When xa_alloc_cyclic() failed in etnaviv_sched_push_job(), the error
path skipped drm_sched_entity_push_job(). This is a violation of the DRM
scheduler contract, as once a job has been armed with drm_sched_job_arm(),
it must be pushed with drm_sched_entity_push_job(). From the DRM
scheduler documentation,
"""
drm_sched_job_arm() is a point of no return since it initializes the
fences and their sequence number etc. Once that function has been called,
you *must* submit it with drm_sched_entity_push_job() and cannot simply
abort it by calling drm_sched_job_cleanup().
"""
Fix this by splitting the fence ID allocation into two phases: first,
alloc an xarray slot before arming the job (which can fail), then fill in
the actual fence with xa_store() after arming. This way, allocation
failures are handled before the job is armed, and once armed, the job is
always pushed to the scheduler.
This also fixes a double call to drm_sched_job_cleanup(), as both
etnaviv_sched_push_job() and its caller would call it on failure.

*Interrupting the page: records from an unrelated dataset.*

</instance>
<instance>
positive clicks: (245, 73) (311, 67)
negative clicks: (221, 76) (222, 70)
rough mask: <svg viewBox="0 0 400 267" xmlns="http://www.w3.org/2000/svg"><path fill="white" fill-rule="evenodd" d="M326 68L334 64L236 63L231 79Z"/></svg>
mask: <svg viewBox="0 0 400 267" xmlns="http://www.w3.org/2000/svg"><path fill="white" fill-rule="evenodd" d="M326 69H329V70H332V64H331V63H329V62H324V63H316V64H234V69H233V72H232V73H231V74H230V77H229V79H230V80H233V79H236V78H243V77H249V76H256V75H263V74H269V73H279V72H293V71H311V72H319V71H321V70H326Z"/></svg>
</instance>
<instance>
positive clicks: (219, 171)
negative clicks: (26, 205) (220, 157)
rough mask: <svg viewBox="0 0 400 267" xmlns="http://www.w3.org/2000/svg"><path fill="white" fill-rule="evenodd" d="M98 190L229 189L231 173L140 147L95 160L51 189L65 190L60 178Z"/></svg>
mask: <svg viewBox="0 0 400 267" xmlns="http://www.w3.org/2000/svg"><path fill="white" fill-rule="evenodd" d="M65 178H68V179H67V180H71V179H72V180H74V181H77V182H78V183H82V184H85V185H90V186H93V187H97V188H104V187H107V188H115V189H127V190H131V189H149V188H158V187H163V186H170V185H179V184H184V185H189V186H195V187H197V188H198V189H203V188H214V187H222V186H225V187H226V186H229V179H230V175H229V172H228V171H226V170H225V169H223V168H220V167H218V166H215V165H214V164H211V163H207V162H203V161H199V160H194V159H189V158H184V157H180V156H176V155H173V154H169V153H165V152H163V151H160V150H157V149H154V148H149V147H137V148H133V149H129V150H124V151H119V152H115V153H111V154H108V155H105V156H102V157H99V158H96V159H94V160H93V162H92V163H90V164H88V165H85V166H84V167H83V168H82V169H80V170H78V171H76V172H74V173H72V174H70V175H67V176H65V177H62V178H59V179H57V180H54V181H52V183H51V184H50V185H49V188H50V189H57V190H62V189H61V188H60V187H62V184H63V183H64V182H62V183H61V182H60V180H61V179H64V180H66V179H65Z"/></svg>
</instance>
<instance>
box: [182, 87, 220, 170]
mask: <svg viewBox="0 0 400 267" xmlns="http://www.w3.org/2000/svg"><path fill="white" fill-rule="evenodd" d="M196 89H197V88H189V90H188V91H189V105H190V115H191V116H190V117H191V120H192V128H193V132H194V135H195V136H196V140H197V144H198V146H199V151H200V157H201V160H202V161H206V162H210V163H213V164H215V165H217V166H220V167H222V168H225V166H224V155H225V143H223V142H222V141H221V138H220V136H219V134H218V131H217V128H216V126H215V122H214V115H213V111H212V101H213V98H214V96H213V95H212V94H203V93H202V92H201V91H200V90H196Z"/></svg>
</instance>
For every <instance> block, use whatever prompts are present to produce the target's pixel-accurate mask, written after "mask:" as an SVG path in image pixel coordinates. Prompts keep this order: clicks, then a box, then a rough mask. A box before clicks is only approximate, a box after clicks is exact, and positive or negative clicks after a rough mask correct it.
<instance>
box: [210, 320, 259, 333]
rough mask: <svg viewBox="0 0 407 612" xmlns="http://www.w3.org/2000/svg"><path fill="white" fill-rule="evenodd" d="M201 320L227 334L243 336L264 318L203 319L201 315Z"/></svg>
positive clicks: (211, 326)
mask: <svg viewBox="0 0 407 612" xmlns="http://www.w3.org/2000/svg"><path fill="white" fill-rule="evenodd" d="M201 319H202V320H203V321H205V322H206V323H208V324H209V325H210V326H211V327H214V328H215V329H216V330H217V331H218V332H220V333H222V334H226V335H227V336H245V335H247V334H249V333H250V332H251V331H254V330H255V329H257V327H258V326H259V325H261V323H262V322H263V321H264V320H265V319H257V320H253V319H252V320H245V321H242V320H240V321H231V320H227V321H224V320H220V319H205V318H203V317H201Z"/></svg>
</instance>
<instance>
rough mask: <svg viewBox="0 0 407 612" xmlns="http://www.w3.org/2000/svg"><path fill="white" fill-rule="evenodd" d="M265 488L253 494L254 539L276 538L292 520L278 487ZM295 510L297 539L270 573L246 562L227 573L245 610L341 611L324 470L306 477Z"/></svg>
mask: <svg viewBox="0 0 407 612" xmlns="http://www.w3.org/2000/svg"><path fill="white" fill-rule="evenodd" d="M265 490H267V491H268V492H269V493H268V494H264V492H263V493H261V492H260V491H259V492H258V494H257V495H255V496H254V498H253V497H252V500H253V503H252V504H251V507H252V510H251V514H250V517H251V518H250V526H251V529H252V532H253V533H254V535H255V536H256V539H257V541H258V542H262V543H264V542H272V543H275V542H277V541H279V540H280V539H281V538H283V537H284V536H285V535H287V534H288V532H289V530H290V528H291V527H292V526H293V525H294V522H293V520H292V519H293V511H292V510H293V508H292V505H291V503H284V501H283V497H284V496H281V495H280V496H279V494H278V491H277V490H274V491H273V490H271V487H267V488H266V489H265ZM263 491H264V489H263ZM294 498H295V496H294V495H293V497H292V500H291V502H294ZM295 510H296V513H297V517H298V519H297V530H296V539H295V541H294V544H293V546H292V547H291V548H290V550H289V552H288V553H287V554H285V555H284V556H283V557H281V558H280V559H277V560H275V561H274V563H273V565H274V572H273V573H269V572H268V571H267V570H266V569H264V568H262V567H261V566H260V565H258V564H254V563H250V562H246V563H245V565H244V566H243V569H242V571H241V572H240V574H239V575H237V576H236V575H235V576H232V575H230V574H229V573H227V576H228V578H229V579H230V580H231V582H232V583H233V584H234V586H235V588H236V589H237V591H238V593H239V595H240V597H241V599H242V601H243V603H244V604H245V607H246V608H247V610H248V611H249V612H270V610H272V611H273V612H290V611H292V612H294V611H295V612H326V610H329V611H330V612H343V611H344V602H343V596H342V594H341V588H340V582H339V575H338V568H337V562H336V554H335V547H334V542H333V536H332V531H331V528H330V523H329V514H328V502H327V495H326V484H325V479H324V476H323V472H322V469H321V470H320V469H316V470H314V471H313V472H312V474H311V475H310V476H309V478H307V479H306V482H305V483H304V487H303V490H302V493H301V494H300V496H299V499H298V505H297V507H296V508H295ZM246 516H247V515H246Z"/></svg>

Fixes: 764be12345c3 ("drm/etnaviv: convert user fence tracking to XArray")
Signed-off-by: Maíra Canal <mcanal@igalia.com>
Link: https://patch.msgid.link/20260402193424.2023318-1-mcanal@igalia.com
Signed-off-by: Christian Gmeiner <cgmeiner@igalia.com>
*/
mutex_lock(&gpu->sched_lock);
+ ret = xa_alloc_cyclic(&gpu->user_fences, &submit->out_fence_id,
+ NULL, xa_limit_32b, &gpu->next_user_fence,
+ GFP_KERNEL);
+ if (ret < 0)
+ goto out_unlock;
+
drm_sched_job_arm(&submit->sched_job);
submit->out_fence = dma_fence_get(&submit->sched_job.s_fence->finished);
- ret = xa_alloc_cyclic(&gpu->user_fences, &submit->out_fence_id,
- submit->out_fence, xa_limit_32b,
- &gpu->next_user_fence, GFP_KERNEL);
- if (ret < 0) {
- drm_sched_job_cleanup(&submit->sched_job);
- goto out_unlock;
- }
+
+ xa_store(&gpu->user_fences, submit->out_fence_id,
+ submit->out_fence, GFP_KERNEL);
/* the scheduler holds on to the job now */
kref_get(&submit->refcount);